Fin février, il a été condamné à deux ans et demi de prison pour des dénonciations répétées de l’offensive militaire lancée par les troupes russes en Ukraine en février 2022.

« Ils ont déformé, perverti et finalement réalisé la destruction totale de la justice et de la loi », a déclaré M. Orlov selon une journaliste de l’AFP présente au tribunal à Moscou, citant des mots prononcés par l’avocat américain Telford Taylor lors du procès de Nuremberg qui jugeait les principaux responsables nazis après la Deuxième Guerre mondiale.

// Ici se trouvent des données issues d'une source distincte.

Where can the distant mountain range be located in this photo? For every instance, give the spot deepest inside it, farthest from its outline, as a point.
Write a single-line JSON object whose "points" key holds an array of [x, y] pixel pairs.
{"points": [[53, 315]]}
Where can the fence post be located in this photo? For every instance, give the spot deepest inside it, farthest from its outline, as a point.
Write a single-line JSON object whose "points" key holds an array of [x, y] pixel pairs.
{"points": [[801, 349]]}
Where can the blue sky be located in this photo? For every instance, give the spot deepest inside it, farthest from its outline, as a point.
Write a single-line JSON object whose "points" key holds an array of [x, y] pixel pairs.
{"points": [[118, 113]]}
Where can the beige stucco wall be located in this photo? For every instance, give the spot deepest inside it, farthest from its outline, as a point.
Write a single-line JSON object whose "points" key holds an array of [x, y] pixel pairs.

« Ces mots sont remarquablement adaptés pour caractériser l’état actuel du système judiciaire russe », a-t-il dénoncé en fin d’audience, qu’il suit à distance depuis sa cellule à Syzran, à environ 900 km au sud-est de Moscou.

La cour examine depuis jeudi matin son appel, même si l’intéressé lui-même ne se fait aucune illusion sur l’issue des débats. « Je ne regrette rien et ne me repens de rien », a-t-il répété.

« Ils ont fait du système judiciaire une partie intégrante de la dictature. Les tribunaux qu’ils ont créés et dirigés n’étaient soumis qu’aux diktats politiques du régime; ils ont aboli tout semblant d’indépendance judiciaire », a poursuivi Oleg Orlov par visioconférence, citant toujours Telford Taylor.

« Les procès qu’ils ont conduits se sont transformés en d’épouvantables farces (…) qui n’ont été que des moqueries à l’égard des malheureuses victimes », a-t-il encore dénoncé.

« Ces mots peuvent désormais être prononcés par n’importe quel prisonnier politique russe », a conclu le dissident russe, après avoir dit « refuser » de répondre aux questions de la cour, qu’il a qualifié d’« inique » car elle « répond » selon lui à « un ordre politique ».

Actif depuis les années 1970 sous l’URSS, Oleg Orlov est l’un des piliers de Memorial, la principale organisation luttant en Russie pour préserver la mémoire des répressions soviétiques et documentant celles actuelles.

L’ONG a été dissoute fin 2021 par la justice russe, mais elle s’est ensuite vu décerner le prix Nobel de la Paix 2022, quelques mois après le déclenchement de l’offensive russe en Ukraine.